0
votes

I have documents in Elasticsearch with the following structure:

   "mappings": {
  "document": {
    "properties": {
      "@timestamp": {
        "type": "date",
        "format": "strict_date_optional_time||epoch_millis"
      },
      "@version": {
        "type": "string"
      },
      "id_secuencia": {
        "type": "long"
      },
      "event": {
        "properties": {
          "elapsedTime": {
            "type": "double"
          },
          "requestTime": {
            "type": "date",
            "format": "strict_date_optional_time||epoch_millis"
          },
          "error": {
            "properties": {
              "errorCode": {
                "type": "string",
                "index": "not_analyzed"
              },
              "failureDetail": {
                "type": "string"
              },
              "fault": {
                "type": "string"
              }
            }
          },
          "file": {
            "type": "string",
            "index": "not_analyzed"
          },
          "messageId": {
            "type": "string"
          },
          "request": {
            "properties": {
              "body": {
                "type": "string"
              },
              "header": {
                "type": "string"
              }
            }
          },
          "responseTime": {
            "type": "date",
            "format": "strict_date_optional_time||epoch_millis"
          },
          "service": {
            "properties": {
              "operation": {
                "type": "string",
                "index": "not_analyzed"
              },
              "project": {
                "type": "string",
                "index": "not_analyzed"
              },
              "proxy": {
                "type": "string",
                "index": "not_analyzed"
              },
              "version": {
                "type": "string",
                "index": "not_analyzed"
              }
            }
          },
          "timestamp": {
            "type": "date",
            "format": "strict_date_optional_time||epoch_millis"
          },
          "user": {
            "type": "string",
            "index": "not_analyzed"
          }
        }
      },
      "type": {
        "type": "string"
      }
    }
  }
}

And I need to retrieve a list of unique values for the field "event.file" (to show in a Kibana Data Table) according to the following criteria:

  • There is more than one document with the same value for the field "event.file"

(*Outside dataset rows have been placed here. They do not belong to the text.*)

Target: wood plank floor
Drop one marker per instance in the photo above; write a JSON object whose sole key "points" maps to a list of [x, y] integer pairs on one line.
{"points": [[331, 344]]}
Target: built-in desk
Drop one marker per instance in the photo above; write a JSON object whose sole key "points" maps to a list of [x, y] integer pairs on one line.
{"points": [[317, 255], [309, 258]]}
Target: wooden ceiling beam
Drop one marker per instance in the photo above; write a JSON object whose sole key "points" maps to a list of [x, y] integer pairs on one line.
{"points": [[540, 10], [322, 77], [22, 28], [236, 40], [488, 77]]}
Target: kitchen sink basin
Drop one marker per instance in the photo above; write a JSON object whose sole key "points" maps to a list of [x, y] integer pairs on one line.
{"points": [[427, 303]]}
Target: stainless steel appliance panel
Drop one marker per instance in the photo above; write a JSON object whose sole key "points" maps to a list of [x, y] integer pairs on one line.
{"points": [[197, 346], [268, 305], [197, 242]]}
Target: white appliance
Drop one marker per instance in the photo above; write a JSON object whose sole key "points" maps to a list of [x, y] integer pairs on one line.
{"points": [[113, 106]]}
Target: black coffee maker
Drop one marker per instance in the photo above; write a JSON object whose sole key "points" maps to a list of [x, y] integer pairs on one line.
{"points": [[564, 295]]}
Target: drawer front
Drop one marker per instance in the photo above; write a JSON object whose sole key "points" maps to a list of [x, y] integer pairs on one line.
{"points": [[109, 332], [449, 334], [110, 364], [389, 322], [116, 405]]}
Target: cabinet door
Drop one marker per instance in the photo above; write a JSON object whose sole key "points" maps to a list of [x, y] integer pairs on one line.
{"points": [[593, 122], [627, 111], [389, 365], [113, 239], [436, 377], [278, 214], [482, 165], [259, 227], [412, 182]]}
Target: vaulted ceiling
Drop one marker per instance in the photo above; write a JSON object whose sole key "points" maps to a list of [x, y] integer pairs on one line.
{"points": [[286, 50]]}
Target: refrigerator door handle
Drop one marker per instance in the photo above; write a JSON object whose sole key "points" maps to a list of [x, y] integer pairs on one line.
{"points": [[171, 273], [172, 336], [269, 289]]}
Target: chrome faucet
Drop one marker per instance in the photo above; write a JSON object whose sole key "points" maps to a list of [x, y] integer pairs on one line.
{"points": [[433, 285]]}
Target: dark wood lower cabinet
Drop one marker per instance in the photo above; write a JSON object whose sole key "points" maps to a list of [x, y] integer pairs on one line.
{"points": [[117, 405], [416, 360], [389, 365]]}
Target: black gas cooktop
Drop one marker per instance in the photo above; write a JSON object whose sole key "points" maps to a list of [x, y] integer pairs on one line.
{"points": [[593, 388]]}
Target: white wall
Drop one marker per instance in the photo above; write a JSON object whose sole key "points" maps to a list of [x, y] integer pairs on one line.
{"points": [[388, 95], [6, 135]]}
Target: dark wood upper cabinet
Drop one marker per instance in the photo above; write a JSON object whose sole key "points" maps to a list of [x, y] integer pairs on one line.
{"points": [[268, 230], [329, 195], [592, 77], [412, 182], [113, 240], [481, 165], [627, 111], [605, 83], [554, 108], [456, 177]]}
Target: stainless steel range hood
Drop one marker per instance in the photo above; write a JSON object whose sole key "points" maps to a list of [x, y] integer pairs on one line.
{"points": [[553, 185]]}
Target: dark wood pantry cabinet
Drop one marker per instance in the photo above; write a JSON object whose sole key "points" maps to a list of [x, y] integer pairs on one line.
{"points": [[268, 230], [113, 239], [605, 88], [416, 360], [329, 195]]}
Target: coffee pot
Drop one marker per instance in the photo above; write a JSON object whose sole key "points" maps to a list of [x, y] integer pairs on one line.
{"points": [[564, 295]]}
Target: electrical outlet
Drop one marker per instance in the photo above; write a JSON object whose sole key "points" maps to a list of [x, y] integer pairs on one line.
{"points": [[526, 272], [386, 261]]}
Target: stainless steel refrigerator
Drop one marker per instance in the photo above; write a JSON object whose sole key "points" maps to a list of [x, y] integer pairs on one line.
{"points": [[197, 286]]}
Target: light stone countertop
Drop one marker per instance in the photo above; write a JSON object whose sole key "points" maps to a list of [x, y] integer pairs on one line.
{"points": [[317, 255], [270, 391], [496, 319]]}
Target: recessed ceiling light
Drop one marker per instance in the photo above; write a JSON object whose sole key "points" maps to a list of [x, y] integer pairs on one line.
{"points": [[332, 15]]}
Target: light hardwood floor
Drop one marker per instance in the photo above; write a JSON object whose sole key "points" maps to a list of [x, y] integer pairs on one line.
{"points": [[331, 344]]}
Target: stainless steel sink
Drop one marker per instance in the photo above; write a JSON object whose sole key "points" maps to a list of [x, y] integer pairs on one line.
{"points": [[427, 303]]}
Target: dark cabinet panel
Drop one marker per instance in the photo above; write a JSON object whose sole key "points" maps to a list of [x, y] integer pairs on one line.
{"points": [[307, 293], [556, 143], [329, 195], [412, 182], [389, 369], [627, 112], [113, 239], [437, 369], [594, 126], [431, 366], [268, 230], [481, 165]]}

  • All the occurences for that value of "event.file" have resulted in error (field "event.error.errorCode" exists in all documents)

For that purpose the approach I've been testing is the use of terms aggregation, so I can get a list of buckets with all documents for a single file name. What I haven't been able to achieve is to drop some of the resulting buckets in the aggregation according to the previous criteria (if at least one of them does not have an error the bucket should be discarded).

Is this the correct approach or is there a better/easier way to get this type of result?

Thanks a lot.

1

1 Answers

0
votes

After trying out several queries I found the following approach (see query below) to be valid for my purpose. The problem I see now is that apparently it is not possible to do this in Kibana, as it has no support for pipeline aggregations (see https://github.com/elastic/kibana/issues/4584).

{
  "query": {
    "bool": {
      "must": [
        {
          "filtered": {
            "filter": {
              "exists": {
                "field": "event.file"
              }
            }
          }
        }
      ]
    }
  },
  "size": 0,
  "aggs": {
    "file-events": {
      "terms": {
        "field": "event.file",
        "size": 0,
        "min_doc_count": 2
      },
      "aggs": {
        "files": {
          "filter": {
            "exists": {
              "field": "event.file"
            }
          },
          "aggs": {
            "totalFiles": {
              "value_count": {
                "field": "event.file"
              }
            }
          }
        },
        "errors": {
          "filter": {
            "exists": {
              "field": "event.error.errorCode"
            }
          },
          "aggs": {
            "totalErrors": {
              "value_count": {
                "field": "event.error.errorCode"
              }
            }
          }
        },
        "exhausted": {
          "bucket_selector": {
            "buckets_path": {
              "total_files":"files>totalFiles",
              "total_errors":"errors>totalErrors"
            },
            "script": "total_errors == total_files"
          }
        }
      }
    }
  }
}

Again, if I'm missing something feedback will be appreciated :)